Sanity Checks
Source: Dev.to
Why sanity checks matter
Weird things happen in production. No amount of test coverage, database transactions, or years of experience can guarantee that unexpected issues won’t surface.
Running sanity‑check scripts against your databases can catch these oddities before they become major problems. In my experience, this approach has been reliable for the past two decades.
When to add sanity checks
Any time you introduce business rules that can’t (or aren’t easily) enforced directly by the database, add a basic check that scans for records violating those rules.
Example rule
Rule: When state = 'paid' then paid_at should not be NULL.

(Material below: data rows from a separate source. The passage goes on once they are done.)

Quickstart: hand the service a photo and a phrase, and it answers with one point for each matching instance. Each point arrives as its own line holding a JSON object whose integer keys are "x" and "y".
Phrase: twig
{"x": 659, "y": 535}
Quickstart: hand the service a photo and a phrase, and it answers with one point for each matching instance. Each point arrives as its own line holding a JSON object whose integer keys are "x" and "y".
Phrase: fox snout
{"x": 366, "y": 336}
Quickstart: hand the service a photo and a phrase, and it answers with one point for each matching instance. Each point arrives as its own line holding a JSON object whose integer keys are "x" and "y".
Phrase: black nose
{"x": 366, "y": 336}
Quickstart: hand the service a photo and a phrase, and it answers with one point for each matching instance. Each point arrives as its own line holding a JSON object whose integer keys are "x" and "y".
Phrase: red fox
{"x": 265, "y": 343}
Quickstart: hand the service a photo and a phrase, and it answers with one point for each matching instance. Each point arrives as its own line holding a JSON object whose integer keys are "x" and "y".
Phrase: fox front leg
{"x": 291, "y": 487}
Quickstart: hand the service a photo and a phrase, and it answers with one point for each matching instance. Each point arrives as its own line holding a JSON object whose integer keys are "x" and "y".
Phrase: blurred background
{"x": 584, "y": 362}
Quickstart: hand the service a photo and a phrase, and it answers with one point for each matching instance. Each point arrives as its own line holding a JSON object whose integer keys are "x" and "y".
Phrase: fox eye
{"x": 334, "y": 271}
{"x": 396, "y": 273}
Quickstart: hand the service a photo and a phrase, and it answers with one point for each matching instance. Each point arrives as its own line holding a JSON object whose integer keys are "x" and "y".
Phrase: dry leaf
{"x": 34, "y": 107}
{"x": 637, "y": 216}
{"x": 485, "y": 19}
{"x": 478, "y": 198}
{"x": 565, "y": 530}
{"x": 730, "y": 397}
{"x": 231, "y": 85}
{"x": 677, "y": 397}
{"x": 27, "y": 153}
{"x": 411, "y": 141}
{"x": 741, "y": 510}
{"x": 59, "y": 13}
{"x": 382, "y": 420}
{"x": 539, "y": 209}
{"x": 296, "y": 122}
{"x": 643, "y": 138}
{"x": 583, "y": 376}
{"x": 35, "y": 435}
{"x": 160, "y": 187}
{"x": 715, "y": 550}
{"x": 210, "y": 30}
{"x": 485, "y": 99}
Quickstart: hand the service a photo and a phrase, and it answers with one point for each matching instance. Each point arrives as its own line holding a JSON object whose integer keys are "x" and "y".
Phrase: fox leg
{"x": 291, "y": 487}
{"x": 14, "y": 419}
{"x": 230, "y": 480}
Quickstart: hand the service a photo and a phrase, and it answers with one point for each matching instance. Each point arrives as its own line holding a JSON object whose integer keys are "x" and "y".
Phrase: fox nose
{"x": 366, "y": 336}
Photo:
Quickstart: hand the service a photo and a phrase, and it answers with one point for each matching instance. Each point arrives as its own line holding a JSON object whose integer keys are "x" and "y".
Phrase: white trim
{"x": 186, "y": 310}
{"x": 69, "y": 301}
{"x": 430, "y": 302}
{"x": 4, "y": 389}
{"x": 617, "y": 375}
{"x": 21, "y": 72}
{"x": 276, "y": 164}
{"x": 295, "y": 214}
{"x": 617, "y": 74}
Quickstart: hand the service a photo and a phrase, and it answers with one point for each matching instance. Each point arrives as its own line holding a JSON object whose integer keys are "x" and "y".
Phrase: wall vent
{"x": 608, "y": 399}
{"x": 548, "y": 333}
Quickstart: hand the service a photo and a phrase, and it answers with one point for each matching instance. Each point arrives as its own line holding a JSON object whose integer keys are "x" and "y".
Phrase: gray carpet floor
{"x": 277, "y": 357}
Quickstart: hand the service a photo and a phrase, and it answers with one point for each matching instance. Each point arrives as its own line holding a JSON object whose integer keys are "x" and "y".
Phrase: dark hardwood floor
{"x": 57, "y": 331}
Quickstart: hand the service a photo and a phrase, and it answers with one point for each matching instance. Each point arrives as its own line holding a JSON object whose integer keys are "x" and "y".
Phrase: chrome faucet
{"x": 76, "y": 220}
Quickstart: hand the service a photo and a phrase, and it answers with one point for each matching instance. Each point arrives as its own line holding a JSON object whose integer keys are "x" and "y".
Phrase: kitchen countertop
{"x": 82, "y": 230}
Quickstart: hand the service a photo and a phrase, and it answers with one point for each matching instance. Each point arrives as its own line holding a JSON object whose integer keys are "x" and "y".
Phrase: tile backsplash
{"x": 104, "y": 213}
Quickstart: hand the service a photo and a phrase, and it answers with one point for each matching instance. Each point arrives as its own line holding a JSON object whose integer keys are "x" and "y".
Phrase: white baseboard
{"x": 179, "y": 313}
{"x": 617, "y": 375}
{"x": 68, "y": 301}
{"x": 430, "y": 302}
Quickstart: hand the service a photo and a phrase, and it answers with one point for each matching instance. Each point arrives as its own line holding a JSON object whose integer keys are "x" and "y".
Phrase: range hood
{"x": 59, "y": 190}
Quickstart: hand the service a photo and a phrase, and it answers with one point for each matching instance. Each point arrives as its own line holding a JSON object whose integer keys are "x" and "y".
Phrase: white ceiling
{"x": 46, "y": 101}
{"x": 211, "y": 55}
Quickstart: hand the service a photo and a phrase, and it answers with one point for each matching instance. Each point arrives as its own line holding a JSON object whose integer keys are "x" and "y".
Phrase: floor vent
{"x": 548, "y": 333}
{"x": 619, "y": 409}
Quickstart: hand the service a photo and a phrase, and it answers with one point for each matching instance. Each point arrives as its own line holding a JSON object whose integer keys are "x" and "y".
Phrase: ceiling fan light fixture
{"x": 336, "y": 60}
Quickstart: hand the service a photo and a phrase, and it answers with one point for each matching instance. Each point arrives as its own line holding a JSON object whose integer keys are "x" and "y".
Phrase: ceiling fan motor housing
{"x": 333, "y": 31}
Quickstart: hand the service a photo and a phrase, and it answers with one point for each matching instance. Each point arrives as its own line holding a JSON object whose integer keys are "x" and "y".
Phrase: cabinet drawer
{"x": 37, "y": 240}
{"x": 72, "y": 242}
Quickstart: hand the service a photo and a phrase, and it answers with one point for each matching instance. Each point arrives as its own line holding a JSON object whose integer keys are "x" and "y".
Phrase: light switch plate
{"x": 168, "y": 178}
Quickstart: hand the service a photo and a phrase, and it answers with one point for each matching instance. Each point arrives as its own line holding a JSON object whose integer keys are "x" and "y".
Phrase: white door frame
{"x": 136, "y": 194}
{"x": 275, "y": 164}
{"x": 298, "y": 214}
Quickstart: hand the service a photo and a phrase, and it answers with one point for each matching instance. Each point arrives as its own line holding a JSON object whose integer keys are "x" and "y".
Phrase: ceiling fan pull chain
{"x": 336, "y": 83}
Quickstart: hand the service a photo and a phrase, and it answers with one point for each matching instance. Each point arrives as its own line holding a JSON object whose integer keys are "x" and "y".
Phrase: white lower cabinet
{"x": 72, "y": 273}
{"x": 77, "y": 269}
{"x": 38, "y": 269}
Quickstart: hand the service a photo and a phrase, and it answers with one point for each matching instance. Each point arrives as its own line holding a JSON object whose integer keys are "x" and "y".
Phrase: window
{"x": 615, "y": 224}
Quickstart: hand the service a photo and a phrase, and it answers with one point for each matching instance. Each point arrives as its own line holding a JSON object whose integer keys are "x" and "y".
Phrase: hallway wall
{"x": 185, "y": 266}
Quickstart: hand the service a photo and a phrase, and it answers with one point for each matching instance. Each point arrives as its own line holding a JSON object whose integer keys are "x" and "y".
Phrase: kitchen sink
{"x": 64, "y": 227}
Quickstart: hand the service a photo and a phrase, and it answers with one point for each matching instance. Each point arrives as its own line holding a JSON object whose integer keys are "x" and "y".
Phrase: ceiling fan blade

-- Find records where the rule is violated
SELECT *
FROM payments
WHERE state = 'paid' AND paid_at IS NULL;
Send the results to your alerting system (e.g., PagerDuty, Slack, email).
Common sanity‑check patterns
-
Referential integrity beyond foreign keys
Object X belongs_to Object Y and both should have the same Owner Z. -
Minimum relationship requirements
- All users belong to at least one organization.
- All organizations have at least one user.
-
Special‑case constraints
- Users marked as super admin should only belong to the organization
Foo.
- Users marked as super admin should only belong to the organization
Operational tips
- Frequency – Run checks every few minutes (e.g., every 5 min) for critical constraints, or schedule them as a daily batch for less urgent ones.
- Scope – Limit checks to records created or updated in the past 48 hours to reduce noise.
- Exclusions – Ignore archived records if they’re not relevant to current operations.
- Pre‑deployment run – Execute the checks manually before deploying new code to avoid flooding your alerting system with false positives caused by incomplete or buggy sanity‑check logic.
By incorporating these simple queries into your monitoring pipeline, you can catch data anomalies early and keep production systems healthier.